La veille de sa mort : « Mon ami, disait-elle à son médecin, je me jette entre les bras de la Providence : c’est le seul point d’appui invisible qui nous soutienne. L’idée en est consolante. J’aime beaucoup la simplicité de ma religion, je la révère : je hais tout ce qui sent le fanatisme[2]. »

Quand on lui présenta son codicile à signer, sa main tremblait : « Ce serait dommage, dit-elle en souriant, de rester en si beau chemin. »

Le jour de sa mort, on ouvrit sa fenêtre. Le ciel était pur, l’air vif et frais. « Voilà, dit-elle, l’air et le climat de la Suisse. J’y ai passé deux mois d’un bonheur sans mélange… Son ame est si belle, et nos cœurs s’entendaient si bien ! »
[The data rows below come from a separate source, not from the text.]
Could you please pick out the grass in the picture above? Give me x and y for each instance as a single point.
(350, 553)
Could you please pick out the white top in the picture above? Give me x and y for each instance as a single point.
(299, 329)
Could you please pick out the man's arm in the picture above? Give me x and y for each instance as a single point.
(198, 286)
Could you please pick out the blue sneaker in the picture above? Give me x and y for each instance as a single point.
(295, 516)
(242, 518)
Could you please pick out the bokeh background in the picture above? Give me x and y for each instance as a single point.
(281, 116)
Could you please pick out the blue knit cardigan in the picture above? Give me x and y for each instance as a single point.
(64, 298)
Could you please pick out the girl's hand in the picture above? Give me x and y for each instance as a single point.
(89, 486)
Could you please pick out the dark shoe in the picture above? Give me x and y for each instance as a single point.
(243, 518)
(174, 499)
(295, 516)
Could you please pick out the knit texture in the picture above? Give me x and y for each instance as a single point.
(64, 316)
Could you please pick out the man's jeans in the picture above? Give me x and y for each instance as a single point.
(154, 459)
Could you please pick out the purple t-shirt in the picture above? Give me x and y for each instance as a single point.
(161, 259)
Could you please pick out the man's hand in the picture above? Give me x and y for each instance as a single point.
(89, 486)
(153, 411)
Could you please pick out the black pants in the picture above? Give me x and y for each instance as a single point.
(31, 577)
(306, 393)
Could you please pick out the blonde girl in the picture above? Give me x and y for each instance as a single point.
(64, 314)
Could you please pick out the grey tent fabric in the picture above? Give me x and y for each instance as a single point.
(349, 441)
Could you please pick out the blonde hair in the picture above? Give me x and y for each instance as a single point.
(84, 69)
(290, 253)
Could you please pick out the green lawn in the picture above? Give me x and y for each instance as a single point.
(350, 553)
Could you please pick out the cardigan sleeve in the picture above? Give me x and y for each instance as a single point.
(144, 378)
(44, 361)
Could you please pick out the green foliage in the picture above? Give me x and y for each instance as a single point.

Chaque instant l’approchait de sa fin. Son esprit n’avait rien perdu de ses forces. « Malgré mon état, disait-elle, j’ai besoin d’exprimer mes pensées. » Je m’étais un peu éloigné de son lit, ajoute son médecin, dont nous avons cité les paroles. Elle m’appela d’un son de voix plus élevé que de coutume. J’accourus : se reprochant alors cette espèce de vivacité : « Comme on est impérieux, dit-elle, quand on n’a plus le temps d’être poli. » Un moment après elle n’était plus !

Ses amis la virent expirer le 16 mars 1822. La gaieté

  1. Relation de M. Maignes.
  2. Relation de M. Maignes. Avant de subir une opération presque toujours funeste, madame Campan avait scrupuleusement rempli ses devoirs religieux.